AUSTIN, Texas (AP) — A federal watchdog says Texas officials wouldn’t cooperate with a report released Monday that cast doubt on public health assurances made during Hurricane Harvey, when the powerful Category 4 storm unleashed an environmental assault on the country’s largest petrochemical corridor.
Pollution data-gathering in the days and weeks after Harvey made landfall in Texas two years ago was inadequate, according to the U.S. Environmental Protection Agency’s Office of Inspector General, which noted that most of the state’s air monitoring around Houston “had been turned off” to prevent storm damage to the network.
Taken together, the report paints a picture of state and environmental regulators telling those who live in and around the nation’s fourth-largest city — which was inundated with more than 50 inches of rainfall — that there were no public health risks even though the data to make such assurances was limited.
And while the report says no instances were found of the EPA relaying inaccurate information during Harvey about air quality, it also determined that none of the air-quality sampling done by the federal agency — with a mobile laboratory and with a sensor-equipped plane — proved useful to assessing health risks.
Federal officials also said officials from the Texas Commission on Environmental Quality, which is the state’s environmental regulator, declined repeated requests to discuss their decision-making during Harvey or to share data.
“Despite several conversations to arrange for written answers to our initial list of questions, we never received a response from the TCEQ,” the report states.
TCEQ spokesman Brian McGovern said Monday that the agency was reviewing the report and did not immediately comment on the findings.
In one example, the report says the EPA collected inadequate data after Harvey while screening for elevated air contamination using a mobile laboratory known as a trace atmospheric gas analyzer.
“Although the EPA, the TCEQ and the city of Houston assessed that the data indicated there was no concern — and subsequently issued a press release communicating this assessment to the public — we found that the TAGA’s sampling time frame was too short to generate data that could accurately assess airborne toxin concentrations for making health-based assessments,” the report states.
The report supports findings by The Associated Press and Houston Chronicle last year that revealed a far more widespread toxic impact than authorities publicly reported after the storm, which slammed into the Texas coast and then hovered over the Houston area for days.
Roughly 500 chemical plants, 10 refineries and more than 6,670 miles (10,734 kilometers) of intertwined oil, gas and chemical pipelines line the nation’s largest energy corridor. Nearly half-a-billion gallons (1,893 million liters) of industrial wastewater mixed with storm water surged out of just one chemical plant — a facility in Baytown, east of Houston on the upper shores of Galveston Bay.
Benzene, vinyl chloride, butadiene and other known human carcinogens were among the industrial toxic substances released into surrounding neighborhoods and waterways following Harvey’s torrential rains.
Most toxic emissions after Harvey were due to tank failures at industrial plants and facilities shutting down and restarting, the report states. But once restarted, the “monitoring efforts did not always generate data considered suitable for making health-based assessments.”

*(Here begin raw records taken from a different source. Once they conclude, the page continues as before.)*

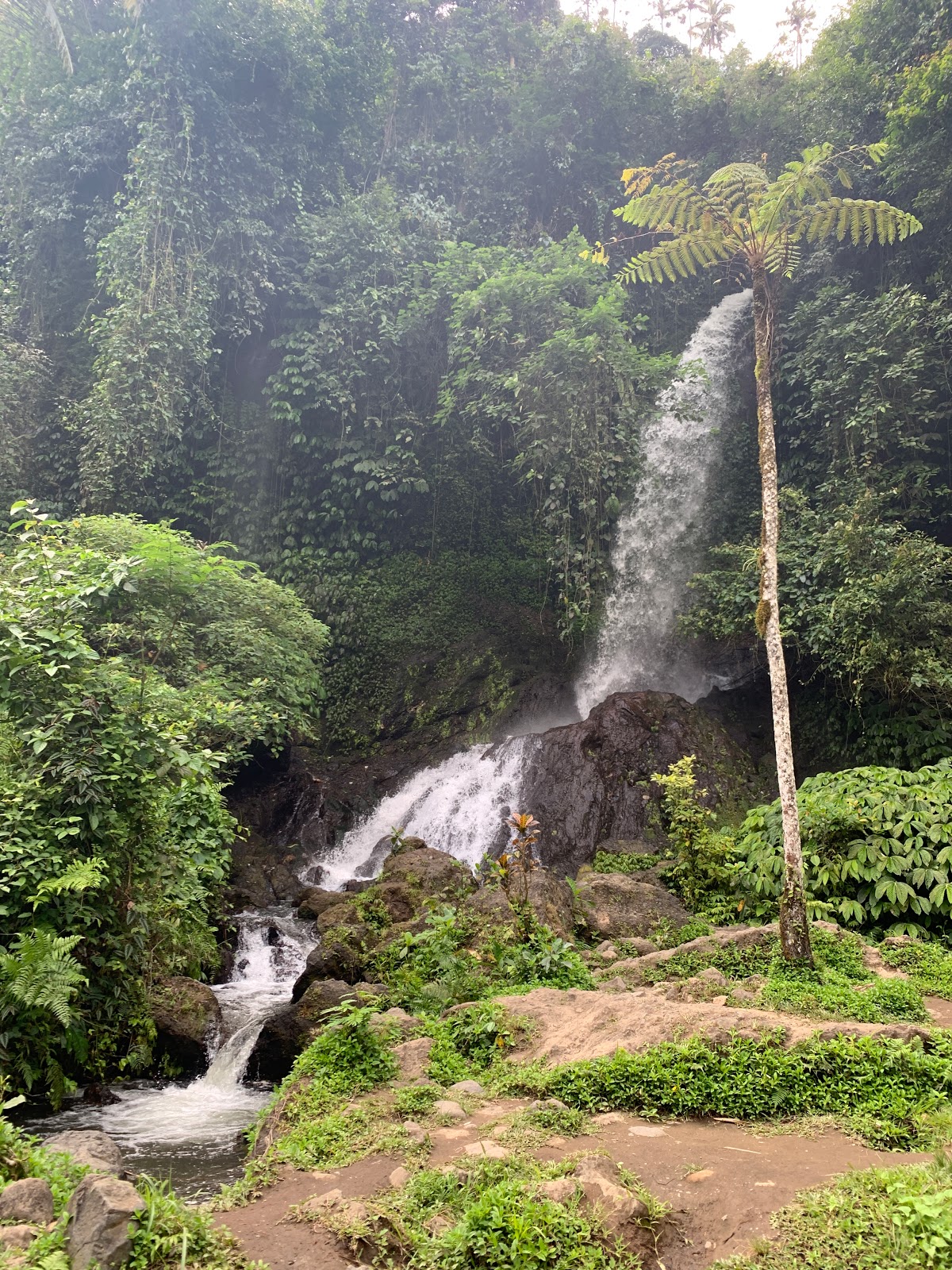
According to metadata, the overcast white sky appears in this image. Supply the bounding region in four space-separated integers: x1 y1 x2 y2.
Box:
581 0 843 59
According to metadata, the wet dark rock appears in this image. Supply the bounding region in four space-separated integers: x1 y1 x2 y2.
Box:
66 1173 146 1270
150 976 222 1075
297 887 340 921
520 692 759 876
254 979 386 1083
382 846 476 899
578 870 690 938
528 868 575 940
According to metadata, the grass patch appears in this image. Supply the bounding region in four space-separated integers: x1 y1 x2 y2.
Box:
592 851 664 874
880 941 952 1001
493 1037 952 1151
311 1157 665 1270
711 1157 952 1270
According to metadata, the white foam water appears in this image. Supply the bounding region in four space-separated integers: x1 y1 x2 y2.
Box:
316 735 537 891
28 910 313 1191
575 291 750 719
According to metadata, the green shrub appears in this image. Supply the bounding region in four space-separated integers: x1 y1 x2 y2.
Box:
504 1037 952 1149
711 1156 952 1270
880 941 952 1001
735 760 952 935
592 851 664 874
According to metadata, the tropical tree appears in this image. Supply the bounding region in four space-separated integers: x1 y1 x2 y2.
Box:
0 0 72 75
597 144 922 961
694 0 734 57
777 0 816 68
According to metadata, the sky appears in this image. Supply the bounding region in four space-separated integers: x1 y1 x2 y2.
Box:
581 0 843 60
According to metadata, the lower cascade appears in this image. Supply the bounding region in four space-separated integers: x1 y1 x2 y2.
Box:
27 910 313 1191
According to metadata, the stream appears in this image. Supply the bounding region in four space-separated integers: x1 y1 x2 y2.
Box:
21 292 750 1198
23 908 313 1196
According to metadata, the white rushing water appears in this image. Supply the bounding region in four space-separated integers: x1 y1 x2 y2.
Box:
309 291 750 891
575 291 750 719
29 910 313 1190
317 737 535 891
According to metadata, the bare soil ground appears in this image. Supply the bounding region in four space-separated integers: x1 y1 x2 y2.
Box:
499 983 934 1063
218 1099 929 1270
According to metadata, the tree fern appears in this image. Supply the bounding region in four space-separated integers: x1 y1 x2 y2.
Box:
0 0 72 75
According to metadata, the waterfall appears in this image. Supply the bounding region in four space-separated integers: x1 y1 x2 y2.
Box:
315 737 535 891
317 291 750 891
27 910 313 1191
575 291 750 719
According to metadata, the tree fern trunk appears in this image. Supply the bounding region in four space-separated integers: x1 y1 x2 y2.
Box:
754 267 812 964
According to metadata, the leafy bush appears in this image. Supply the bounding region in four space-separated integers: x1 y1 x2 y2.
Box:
735 760 952 935
515 1037 952 1149
711 1156 952 1270
880 941 952 1001
0 504 322 1097
325 1157 650 1270
592 851 662 874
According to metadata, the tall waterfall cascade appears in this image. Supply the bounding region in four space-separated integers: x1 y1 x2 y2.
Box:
575 291 751 719
324 291 750 889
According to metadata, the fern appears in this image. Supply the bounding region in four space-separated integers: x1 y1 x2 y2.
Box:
0 929 86 1027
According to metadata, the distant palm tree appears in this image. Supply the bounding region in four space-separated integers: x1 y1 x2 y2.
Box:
0 0 72 75
594 144 922 961
777 0 816 70
697 0 734 57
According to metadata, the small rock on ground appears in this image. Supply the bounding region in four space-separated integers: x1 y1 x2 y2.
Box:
0 1177 53 1226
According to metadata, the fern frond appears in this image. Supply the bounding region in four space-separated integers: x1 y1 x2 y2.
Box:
618 233 734 282
618 179 715 233
704 163 770 214
0 929 86 1027
0 0 74 75
791 198 922 246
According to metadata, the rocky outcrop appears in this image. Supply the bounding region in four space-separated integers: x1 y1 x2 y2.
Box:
510 692 760 876
248 979 382 1083
66 1173 146 1270
150 976 222 1075
578 868 690 938
43 1129 123 1177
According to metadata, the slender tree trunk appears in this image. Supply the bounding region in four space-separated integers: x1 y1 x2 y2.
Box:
754 268 812 965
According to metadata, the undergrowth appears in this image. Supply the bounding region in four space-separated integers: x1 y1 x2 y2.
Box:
711 1156 952 1270
493 1035 952 1151
309 1156 665 1270
0 1116 249 1270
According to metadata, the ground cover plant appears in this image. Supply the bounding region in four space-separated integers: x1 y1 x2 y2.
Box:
0 1115 249 1270
309 1156 665 1270
711 1154 952 1270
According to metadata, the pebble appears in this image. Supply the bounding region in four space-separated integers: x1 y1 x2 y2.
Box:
463 1141 510 1160
449 1081 486 1099
404 1120 427 1147
433 1099 466 1120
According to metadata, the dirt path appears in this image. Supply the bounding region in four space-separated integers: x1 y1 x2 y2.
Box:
212 1099 929 1270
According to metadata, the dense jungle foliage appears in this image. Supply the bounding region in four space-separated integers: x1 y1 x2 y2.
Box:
0 0 952 764
0 0 952 1087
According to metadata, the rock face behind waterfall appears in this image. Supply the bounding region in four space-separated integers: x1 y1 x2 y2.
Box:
520 692 759 876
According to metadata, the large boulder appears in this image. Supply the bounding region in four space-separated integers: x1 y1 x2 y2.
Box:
66 1173 146 1270
0 1177 53 1226
382 846 476 902
248 979 368 1083
150 976 222 1075
519 692 760 878
43 1129 123 1177
578 870 690 938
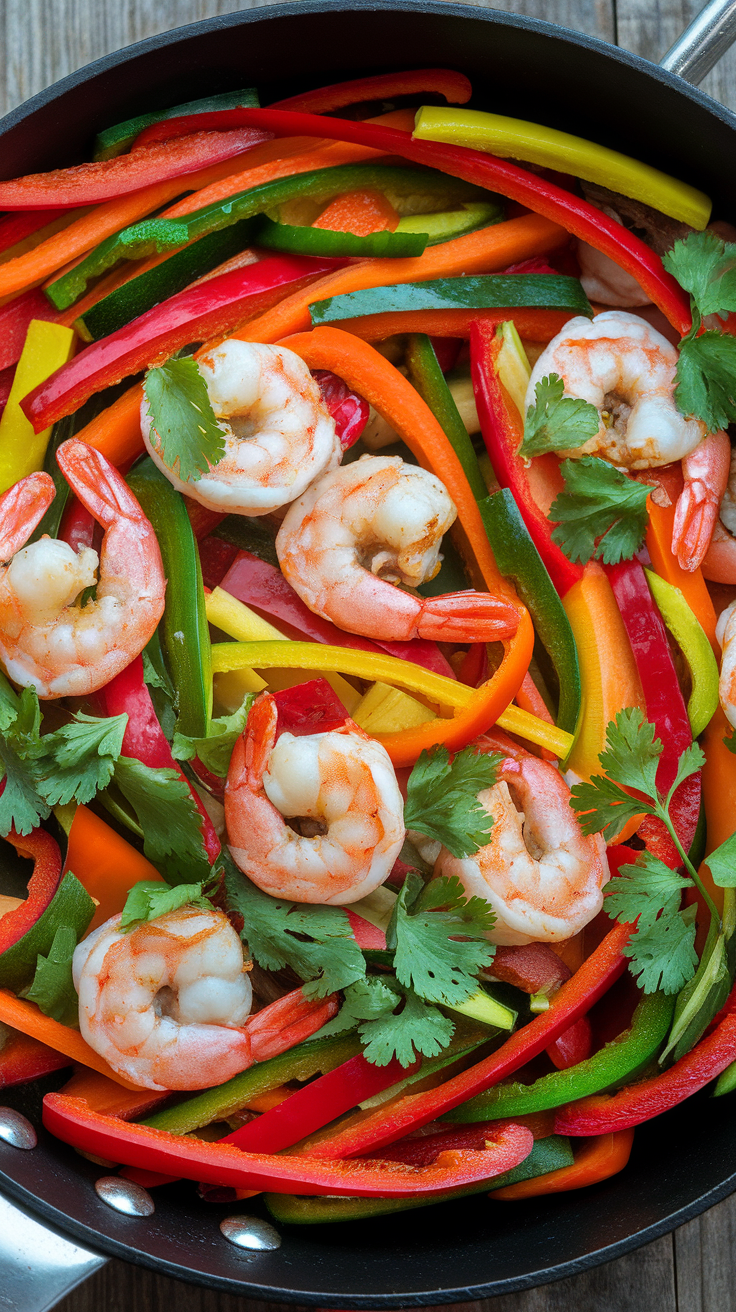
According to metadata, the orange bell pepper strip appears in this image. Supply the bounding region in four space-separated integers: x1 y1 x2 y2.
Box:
64 807 163 933
488 1130 634 1203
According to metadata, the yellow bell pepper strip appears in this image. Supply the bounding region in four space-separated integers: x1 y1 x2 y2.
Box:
644 569 718 737
0 319 75 492
413 105 712 228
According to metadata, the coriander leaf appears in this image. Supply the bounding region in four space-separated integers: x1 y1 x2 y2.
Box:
114 756 211 884
172 693 255 779
663 228 736 319
143 359 224 483
674 328 736 433
386 875 496 1005
404 747 501 857
518 374 601 457
548 455 651 565
121 879 213 929
21 925 79 1026
33 711 127 807
223 853 366 997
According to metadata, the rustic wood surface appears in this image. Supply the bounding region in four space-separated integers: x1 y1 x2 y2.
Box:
0 0 736 1312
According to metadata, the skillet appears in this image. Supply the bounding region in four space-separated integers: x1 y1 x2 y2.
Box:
0 0 736 1308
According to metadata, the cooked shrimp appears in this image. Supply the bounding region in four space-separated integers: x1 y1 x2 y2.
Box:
224 693 404 905
140 338 341 516
276 455 518 643
0 438 165 698
73 907 337 1089
436 756 609 945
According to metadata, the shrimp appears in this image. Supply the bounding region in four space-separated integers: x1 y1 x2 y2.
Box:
276 455 518 643
526 310 729 571
436 756 609 945
0 438 165 699
140 338 342 516
72 907 337 1089
224 693 405 907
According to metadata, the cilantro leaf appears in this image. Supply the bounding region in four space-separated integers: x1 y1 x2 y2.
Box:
548 455 651 565
143 358 224 483
121 879 213 929
172 693 256 779
518 374 601 457
223 853 366 997
386 874 496 1005
404 747 501 857
114 756 211 884
21 925 79 1026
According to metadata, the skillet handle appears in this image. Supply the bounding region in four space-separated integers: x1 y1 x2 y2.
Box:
660 0 736 87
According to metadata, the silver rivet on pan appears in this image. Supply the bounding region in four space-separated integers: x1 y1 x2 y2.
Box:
94 1176 156 1216
220 1216 281 1250
0 1107 38 1148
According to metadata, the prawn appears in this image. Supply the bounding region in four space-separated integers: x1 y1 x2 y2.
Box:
276 455 518 643
526 310 731 571
224 693 405 905
72 907 337 1089
436 756 610 945
140 338 342 516
0 438 165 698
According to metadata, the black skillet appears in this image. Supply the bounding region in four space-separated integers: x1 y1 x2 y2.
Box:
0 0 736 1308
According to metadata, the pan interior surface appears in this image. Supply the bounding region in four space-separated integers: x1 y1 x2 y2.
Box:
0 0 736 1308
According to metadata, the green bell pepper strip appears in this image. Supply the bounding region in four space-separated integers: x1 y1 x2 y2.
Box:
644 569 718 739
265 1135 573 1225
442 993 674 1122
46 164 479 306
127 457 213 737
479 488 583 735
310 273 593 328
92 87 260 160
253 214 428 260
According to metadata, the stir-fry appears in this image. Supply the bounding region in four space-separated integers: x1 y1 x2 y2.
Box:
0 70 736 1223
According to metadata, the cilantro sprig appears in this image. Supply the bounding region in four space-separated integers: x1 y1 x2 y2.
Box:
143 358 224 483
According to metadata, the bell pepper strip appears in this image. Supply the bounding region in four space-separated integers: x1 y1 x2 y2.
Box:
488 1130 634 1203
22 256 338 430
43 1093 534 1198
415 106 712 228
295 925 630 1157
220 551 454 678
0 127 268 210
644 569 718 739
445 976 674 1134
0 319 75 492
606 560 701 869
265 1135 573 1225
0 1030 71 1089
479 488 583 735
555 997 736 1135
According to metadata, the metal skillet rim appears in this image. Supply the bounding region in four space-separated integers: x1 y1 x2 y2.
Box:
0 0 736 1309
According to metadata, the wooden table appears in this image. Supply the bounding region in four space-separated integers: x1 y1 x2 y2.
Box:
0 0 736 1312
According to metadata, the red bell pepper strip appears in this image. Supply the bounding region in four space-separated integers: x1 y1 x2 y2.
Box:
43 1093 534 1198
22 257 345 433
0 829 62 954
299 925 630 1157
555 993 736 1135
0 127 272 210
470 320 583 597
220 551 455 678
606 560 701 869
179 109 691 337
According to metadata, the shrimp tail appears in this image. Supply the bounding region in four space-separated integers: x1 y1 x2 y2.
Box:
416 590 520 643
672 433 731 572
244 988 338 1061
0 472 56 560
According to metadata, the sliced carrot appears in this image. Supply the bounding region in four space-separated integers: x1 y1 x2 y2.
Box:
488 1130 634 1203
235 214 567 342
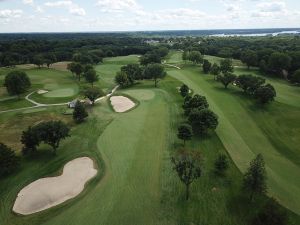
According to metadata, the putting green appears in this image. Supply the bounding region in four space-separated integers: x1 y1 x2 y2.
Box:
169 66 300 214
43 88 77 98
122 90 155 101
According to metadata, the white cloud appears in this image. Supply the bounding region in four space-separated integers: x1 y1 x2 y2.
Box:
0 9 23 19
257 1 286 12
45 1 86 16
22 0 33 5
45 1 73 7
96 0 141 12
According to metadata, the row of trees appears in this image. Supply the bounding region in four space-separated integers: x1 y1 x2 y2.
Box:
21 121 70 154
203 59 276 104
0 34 153 67
115 63 166 88
176 84 288 225
172 37 300 83
0 121 70 178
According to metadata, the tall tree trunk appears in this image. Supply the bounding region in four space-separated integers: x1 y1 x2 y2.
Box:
185 184 190 200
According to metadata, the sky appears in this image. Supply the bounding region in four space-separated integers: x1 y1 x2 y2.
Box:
0 0 300 33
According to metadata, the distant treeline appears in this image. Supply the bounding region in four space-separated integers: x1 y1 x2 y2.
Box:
168 36 300 77
0 33 152 66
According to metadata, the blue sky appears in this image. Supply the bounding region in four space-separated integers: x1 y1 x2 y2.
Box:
0 0 300 32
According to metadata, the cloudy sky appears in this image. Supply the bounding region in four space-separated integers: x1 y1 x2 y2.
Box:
0 0 300 33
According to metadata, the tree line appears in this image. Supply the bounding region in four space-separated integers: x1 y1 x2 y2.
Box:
172 36 300 83
175 84 289 225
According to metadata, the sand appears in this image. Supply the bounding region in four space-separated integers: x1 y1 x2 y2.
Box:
13 157 97 215
110 96 135 112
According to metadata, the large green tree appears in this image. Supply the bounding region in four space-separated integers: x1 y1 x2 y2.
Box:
84 69 99 86
172 150 202 200
188 51 203 64
177 123 193 146
182 94 209 115
4 71 31 98
84 87 104 105
188 109 218 134
220 59 234 74
144 63 167 87
179 84 190 98
268 52 292 75
243 154 267 201
73 101 89 123
241 50 258 69
202 59 211 73
218 73 236 89
254 84 276 104
37 121 70 154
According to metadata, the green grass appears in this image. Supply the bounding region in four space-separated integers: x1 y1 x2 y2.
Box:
169 62 300 213
0 55 300 225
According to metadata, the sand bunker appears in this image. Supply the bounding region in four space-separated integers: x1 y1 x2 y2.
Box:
110 96 135 112
13 157 97 215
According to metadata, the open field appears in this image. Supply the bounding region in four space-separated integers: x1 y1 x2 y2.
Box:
169 51 300 214
0 52 300 225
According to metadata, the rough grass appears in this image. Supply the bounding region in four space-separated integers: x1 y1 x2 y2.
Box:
169 60 300 213
0 53 299 225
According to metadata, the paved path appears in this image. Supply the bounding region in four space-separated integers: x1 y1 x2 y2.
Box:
0 86 119 114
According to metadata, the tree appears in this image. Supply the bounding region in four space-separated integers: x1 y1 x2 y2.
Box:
140 52 161 66
33 55 45 69
121 64 143 84
0 143 20 178
252 199 289 225
268 52 292 75
182 51 189 62
44 53 57 68
291 69 300 84
183 94 209 115
144 63 167 87
202 59 211 73
259 59 268 73
241 50 257 70
37 121 70 154
236 74 266 95
215 154 229 176
73 63 84 81
188 51 203 64
218 73 236 89
243 154 267 201
73 101 88 123
21 126 40 155
115 71 131 88
171 150 202 200
84 69 99 86
177 123 193 146
188 109 218 134
4 71 31 98
210 63 220 80
220 59 233 74
84 87 104 105
254 84 276 104
180 84 190 97
67 62 76 77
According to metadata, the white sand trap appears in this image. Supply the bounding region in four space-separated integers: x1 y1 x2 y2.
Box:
110 96 135 112
37 90 49 95
13 157 97 215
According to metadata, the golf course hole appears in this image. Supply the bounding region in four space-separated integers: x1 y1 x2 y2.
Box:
44 88 76 98
110 96 135 113
13 157 97 215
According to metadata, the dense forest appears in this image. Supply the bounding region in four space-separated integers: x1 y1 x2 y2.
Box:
0 33 300 82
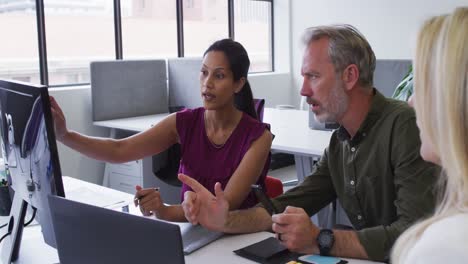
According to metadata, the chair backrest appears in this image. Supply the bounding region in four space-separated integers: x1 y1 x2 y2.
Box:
254 99 265 122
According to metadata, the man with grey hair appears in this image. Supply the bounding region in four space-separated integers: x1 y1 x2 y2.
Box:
179 25 439 261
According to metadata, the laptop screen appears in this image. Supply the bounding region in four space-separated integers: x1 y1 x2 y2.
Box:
49 196 184 264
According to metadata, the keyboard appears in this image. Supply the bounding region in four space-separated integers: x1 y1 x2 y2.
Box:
181 224 224 255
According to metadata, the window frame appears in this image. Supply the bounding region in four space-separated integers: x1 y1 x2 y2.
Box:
28 0 275 88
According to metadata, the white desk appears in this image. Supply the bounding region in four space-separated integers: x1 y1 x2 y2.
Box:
93 108 331 181
0 177 377 264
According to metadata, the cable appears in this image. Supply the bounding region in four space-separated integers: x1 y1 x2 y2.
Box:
24 206 37 226
0 232 11 243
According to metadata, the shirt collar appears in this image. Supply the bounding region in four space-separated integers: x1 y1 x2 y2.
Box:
337 88 387 143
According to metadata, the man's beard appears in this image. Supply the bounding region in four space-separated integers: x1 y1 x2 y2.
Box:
314 81 349 123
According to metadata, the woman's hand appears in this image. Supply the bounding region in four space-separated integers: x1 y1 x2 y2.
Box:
49 96 68 141
134 185 167 219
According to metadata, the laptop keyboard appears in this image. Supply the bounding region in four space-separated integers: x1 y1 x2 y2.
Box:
181 224 224 255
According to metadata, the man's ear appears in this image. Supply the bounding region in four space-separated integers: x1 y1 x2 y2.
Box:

In response to what it considered an inadequate state and EPA response at the time, the Environmental Defense Fund paid for independent air-quality testing to measure post-hurricane pollution in east Houston, which has a heavy petrochemical industry footprint. People living in that part of town were complaining of nausea due to a spike in emissions and tank spills.
Earlier this year, the Los Angeles Times reported that NASA scientists were ready to fly a plane over the hurricane zone to monitor pollution levels but were turned away by the EPA and TCEQ. Emails obtained by the newspaper showed that environmental officials expressed worry about confusion and overlap with their own analysis.
The report released Monday comes at the end a year of high-profile explosions and fires at refineries up and down the Texas coast. The latest was a chemical fire in November at the TPC Group plant that led authorities to issue mandatory evacuation orders for more than 50,000 people.
That was followed by a smaller voluntary evacuation order after officials detected elevated levels of butadiene, a chemical used to make synthetic rubber and other products. Local officials said the elevated levels did not pose a serious health risk.